5 steps to solve assignment problem in LLP

The Assignement Problem is another special case of Linear Programming (LLP). It occurs when n jobs are to be assigned to n facilities on a one-to-one basis with a view to optimising the resource required.

The assingment problem can be solved by applying the following steps :

Step 1: Subtract the minimum element of each row from all the elements in that row. From each column of the matrix so obtained, subtract its minimum element. The resulting matrix is the starting matrix for the following procedure.

Step 2: Draw the minimum number of horizontal and vertical lines that cover all the zeros.

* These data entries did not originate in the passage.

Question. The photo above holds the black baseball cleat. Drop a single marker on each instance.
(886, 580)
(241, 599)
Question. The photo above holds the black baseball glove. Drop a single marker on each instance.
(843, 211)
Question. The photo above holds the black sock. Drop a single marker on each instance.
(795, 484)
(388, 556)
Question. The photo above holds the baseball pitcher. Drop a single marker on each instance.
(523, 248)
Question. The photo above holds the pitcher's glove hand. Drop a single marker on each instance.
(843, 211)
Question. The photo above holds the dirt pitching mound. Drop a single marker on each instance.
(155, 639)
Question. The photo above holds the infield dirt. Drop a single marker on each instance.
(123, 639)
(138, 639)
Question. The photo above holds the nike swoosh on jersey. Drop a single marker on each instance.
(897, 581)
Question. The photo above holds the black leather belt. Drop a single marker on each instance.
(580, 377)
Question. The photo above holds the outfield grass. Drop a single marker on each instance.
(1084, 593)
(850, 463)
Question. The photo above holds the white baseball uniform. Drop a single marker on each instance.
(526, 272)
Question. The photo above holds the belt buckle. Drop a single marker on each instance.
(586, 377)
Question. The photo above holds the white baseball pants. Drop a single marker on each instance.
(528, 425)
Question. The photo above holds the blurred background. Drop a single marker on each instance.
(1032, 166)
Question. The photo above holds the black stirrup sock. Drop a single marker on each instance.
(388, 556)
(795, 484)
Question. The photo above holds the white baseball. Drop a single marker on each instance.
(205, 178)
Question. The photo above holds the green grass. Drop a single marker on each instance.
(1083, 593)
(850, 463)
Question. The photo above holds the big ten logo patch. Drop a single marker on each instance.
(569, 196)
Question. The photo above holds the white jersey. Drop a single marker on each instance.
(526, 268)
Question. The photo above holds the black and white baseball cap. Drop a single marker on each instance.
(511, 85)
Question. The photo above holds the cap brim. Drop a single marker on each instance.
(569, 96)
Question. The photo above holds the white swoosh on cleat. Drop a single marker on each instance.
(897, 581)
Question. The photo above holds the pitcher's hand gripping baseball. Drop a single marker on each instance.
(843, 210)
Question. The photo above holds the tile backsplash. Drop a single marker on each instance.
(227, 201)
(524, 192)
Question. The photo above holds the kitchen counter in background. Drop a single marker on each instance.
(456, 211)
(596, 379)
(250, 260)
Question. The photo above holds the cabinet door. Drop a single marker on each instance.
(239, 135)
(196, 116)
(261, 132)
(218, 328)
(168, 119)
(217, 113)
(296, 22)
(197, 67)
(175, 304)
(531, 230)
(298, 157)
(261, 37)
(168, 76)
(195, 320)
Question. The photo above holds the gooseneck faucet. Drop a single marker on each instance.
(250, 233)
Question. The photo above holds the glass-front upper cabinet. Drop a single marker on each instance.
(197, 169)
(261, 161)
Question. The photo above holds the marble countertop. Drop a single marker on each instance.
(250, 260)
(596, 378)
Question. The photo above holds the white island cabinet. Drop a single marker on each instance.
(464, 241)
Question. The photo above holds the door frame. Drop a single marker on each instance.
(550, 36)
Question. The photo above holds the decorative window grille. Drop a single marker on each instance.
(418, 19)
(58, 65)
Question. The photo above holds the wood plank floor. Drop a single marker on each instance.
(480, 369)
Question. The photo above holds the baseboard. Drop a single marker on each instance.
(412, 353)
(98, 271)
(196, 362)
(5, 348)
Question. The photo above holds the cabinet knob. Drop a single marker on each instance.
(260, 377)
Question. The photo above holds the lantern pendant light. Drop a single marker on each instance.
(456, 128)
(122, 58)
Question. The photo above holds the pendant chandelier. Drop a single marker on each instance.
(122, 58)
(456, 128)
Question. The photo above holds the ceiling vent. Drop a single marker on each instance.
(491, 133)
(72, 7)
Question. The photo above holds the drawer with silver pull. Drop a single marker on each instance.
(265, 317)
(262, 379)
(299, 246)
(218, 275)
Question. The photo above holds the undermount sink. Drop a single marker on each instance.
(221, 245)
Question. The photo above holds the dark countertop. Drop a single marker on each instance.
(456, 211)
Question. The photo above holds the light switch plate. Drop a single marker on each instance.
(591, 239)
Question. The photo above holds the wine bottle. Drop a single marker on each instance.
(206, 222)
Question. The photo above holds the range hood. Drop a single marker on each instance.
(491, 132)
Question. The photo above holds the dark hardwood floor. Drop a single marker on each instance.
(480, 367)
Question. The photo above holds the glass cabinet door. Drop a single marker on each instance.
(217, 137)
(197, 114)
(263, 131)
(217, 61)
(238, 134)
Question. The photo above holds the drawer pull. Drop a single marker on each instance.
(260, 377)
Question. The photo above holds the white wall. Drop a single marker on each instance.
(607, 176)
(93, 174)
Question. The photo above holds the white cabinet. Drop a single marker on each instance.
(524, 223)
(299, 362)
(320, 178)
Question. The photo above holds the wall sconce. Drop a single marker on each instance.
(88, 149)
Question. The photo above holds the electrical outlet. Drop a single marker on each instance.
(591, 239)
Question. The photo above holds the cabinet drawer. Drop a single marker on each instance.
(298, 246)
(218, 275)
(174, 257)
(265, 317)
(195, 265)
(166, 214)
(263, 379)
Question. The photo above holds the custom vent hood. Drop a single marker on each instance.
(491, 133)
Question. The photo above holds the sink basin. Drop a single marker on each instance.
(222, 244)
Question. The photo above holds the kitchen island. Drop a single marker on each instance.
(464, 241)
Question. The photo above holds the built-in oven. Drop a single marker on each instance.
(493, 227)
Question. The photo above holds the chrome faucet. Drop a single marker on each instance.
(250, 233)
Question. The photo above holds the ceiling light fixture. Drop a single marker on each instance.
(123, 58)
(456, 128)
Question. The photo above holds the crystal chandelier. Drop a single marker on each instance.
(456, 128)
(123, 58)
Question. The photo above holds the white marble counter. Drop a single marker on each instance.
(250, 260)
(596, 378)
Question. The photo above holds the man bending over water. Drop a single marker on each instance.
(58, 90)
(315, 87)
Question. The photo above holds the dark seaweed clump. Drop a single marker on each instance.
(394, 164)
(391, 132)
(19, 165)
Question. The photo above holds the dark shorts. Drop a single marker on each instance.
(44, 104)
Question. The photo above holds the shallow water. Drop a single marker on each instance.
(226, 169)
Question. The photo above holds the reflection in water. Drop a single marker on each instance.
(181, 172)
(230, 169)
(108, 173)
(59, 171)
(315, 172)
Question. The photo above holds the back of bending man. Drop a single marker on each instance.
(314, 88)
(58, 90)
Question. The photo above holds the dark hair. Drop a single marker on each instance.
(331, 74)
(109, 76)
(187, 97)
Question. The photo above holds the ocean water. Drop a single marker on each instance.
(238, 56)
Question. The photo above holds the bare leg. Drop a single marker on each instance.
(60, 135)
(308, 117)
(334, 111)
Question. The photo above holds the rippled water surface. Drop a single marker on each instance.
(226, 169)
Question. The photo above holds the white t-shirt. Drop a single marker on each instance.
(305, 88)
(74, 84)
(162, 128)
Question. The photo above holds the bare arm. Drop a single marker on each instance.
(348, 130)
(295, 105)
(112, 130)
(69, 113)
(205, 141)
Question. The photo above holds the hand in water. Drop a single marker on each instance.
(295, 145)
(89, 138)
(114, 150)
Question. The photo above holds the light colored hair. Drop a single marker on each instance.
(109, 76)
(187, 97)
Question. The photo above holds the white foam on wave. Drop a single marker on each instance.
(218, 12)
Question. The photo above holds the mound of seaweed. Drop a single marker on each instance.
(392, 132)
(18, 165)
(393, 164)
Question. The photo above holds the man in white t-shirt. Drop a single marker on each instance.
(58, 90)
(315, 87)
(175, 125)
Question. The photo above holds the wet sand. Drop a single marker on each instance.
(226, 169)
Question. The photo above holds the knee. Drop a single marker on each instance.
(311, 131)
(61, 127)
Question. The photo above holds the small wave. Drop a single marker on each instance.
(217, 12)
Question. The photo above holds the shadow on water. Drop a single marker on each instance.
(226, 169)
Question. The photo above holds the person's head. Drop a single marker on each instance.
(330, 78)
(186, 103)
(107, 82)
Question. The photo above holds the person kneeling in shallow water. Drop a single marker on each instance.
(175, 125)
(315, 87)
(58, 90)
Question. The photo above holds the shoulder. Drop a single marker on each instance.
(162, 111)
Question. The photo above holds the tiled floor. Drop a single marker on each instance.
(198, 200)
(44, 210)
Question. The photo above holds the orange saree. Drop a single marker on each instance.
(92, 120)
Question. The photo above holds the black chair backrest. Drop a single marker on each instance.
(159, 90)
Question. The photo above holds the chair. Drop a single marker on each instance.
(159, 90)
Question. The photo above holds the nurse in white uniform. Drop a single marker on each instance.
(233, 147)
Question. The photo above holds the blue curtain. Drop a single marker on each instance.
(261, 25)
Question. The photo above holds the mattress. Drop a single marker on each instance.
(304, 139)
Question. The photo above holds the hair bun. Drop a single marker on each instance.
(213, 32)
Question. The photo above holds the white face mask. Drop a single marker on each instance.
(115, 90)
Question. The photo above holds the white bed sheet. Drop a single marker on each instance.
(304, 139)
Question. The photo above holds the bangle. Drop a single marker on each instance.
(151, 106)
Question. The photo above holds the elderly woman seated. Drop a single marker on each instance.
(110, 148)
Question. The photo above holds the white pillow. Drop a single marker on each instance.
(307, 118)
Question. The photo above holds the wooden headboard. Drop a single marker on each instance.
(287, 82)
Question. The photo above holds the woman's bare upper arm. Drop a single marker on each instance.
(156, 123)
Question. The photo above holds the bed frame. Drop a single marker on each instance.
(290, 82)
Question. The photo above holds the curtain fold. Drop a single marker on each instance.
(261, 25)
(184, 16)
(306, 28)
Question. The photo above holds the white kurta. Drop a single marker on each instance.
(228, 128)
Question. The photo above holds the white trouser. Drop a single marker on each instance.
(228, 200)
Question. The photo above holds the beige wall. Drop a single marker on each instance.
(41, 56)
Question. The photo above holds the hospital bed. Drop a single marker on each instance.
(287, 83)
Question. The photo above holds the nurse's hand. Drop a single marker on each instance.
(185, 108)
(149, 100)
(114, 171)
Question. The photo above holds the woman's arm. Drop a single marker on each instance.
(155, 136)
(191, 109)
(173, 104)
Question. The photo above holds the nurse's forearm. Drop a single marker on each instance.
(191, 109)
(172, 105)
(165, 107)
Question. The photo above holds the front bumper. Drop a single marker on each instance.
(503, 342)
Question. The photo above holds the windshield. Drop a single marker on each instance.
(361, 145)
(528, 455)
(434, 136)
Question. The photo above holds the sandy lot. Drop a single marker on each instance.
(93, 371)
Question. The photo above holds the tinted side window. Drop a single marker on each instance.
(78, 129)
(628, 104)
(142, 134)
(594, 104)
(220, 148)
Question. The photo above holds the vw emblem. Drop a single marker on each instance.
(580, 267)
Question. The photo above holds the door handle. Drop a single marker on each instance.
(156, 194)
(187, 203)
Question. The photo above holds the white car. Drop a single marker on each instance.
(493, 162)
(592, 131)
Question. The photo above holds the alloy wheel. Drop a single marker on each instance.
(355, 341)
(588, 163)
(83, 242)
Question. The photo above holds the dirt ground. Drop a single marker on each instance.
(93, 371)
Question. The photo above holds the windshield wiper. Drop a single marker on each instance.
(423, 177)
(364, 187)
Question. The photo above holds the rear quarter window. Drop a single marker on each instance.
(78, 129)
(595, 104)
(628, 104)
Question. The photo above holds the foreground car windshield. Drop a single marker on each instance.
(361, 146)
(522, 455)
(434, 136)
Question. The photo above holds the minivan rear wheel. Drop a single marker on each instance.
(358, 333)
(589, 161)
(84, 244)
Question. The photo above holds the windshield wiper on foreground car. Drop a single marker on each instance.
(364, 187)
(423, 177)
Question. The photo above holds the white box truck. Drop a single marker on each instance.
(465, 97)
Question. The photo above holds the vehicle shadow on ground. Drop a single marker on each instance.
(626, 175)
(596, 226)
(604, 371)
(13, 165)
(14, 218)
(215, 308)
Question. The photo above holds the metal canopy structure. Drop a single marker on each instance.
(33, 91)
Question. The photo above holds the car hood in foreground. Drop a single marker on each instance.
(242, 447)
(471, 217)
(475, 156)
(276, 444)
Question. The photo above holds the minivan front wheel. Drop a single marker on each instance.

If this number of lines is n, order of the matrix, optimal assignment can be made by skipping steps 3 and 4 and proceeding with step 5. If, however, this number is less than n, go to the next step.

Step 3: Here, we try to increase the number of zeros in the matrix. We select the smallest element out of these which do not lie on any line. Subtract this element from all such (uncovered) elements and add it to the elements which are placed at the intersections of the horizontal and vertical lines. Do not alter the elements through which only one line passes.

Step 4: Repeat steps 1, 2 and 3 until we get the minimum number of lines equal to n.

Step 5 (A) Starting with first row, examine all rows of matrix in step 2 or 4 in turn until a row containing exactly one zero is found. Surround this zero by () , indication of an assignment there. Draw a vertical line through the column containing this zero. This eliminates any confusion of making any further assignments in that column. Process all the rows in this way.

(B) Apply the same treatment to columns also. Starting with the first column, examine all columns until a column containing exactly one zero is found. Mark () around this zero and draw a horizontal line through the row containing this marked zero. Repeat steps 5A and B, until one of the following situations arises:

(i) No unmarked () or uncovered (by a line) zero is left,
(ii) There may be more than one unmarked zero in one column or row. In this case, put around one of the unmarked zero arbitrarily and pass 2 lines in the cells of the remaining zeros in its row and column. Repeat the process until no unmarked zero is left in the matrix.